4)      Pendidik dan peserta didik (warga belajar) melakukan interaksi yang bersifat paternalistik
Kelebihan Filsafat pendidikan behaviorisme
1)      Menekankan pada perubahan perilaku sehingga menjadikan manusia sebagai manusia yang mengikuti norma yang ada.
2)      Warga belajar memiliki semangat yang tinggi karena adanya reward dari pendidik sehingga warga belajar termotivasi untuk melakukan yang terbaik.
3)      Memiliki kurikulum yang jelas mulai dari tahap perencanaan, pelaksanaan sampai evaluasi sehingga proses belajar termanajemen dengan baik.
4)      Aliran pendidikan yang berusaha untuk tetap mempertahankan adat istiadat, norma-norma, dan kebudayaan yang termanifestasikan melalui tingkah laku.

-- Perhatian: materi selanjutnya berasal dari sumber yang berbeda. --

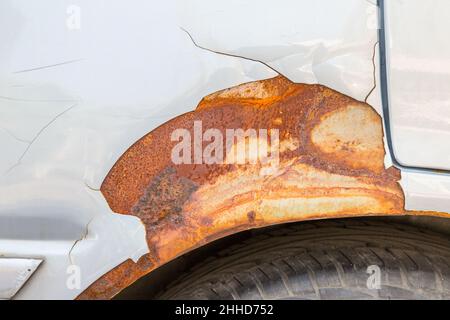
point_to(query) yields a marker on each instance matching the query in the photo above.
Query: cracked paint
(333, 167)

Ide-ide filsafat behaviorisme yang diterapkan dalam pendidikan non formal di Indonesia yaitu mengenai perubahan tingkah laku warga belajar dalam menghadapi berbagai wujud perubahan di zaman modernisasi saat ini. Perubahan tingkah laku merupakan hal utama yang harus diubah. Banyak orang yang dikategorikan cerdas secara intelektual akan tetapi secara emosional/ tingkah lakunya masih sangat meresahkan masyarakat. Terbukti dari beberapa kasus korupsi yang terjadi di Indonesia. Orang yang terjerat kasus korupsi adalah rata-rata orang yang secara stratifikasi sosial dan pendidikan menengah ke atas atau dikategorikan cerdas secara intelektual. Namun, realitasnya kecerdasan intelektual tidak mampu menjamin seseorang untuk tidak malakukan perbuatan yang menyimpan dari norma masyarakat. Hal tersebut sudah membudaya di negara ini. Sebagai generasi muda, kita harus mampu untuk tidak mengikuti tingkah laku (behavioris) yang menyimpang dari pejabat negara tersebut. Salah satu solusinya yaitu dengan pendekatan pendidikan non formal yang mencakup segala proses pendidikan yang terlaksana di luar dari pendidikan formal. Mulai dari keluarga, masyarakat, sahabat, lembaga masyarakat, media dan hal lainnya yang terkait dengan pendidikan non formal. Ide yang lain mengenai adanya reward atau stimulus dari pendidik. Dari situ,  warga belajar terstimulus dan termotivasi untuk berprestasi dan melakukan yang terbaik. Misalnya, dalam konteks pendidikan kesetaraan paket A, B, maupun C. Warga belajar distimulus oleh ijazah paket tersebut sehingga termotivasi untuk mendapatkan hal tersebut. Di lain pihak, dalam konteks pendidikan formal, penulis memahami bahwa aliran behavioris masih sangat berpengaruh besar. Terbukti dalam situasi pendidikan yang selalu menerapkan sistem cumlaude dan peringkat siswa sehingga siswa termotivasi dengan stimulus tersebut. Bukan hanya kasus-kasus dia tas, masih ada beberapa ide-ide yang lain yang sangat relevan di dunia pendidikan saat ini.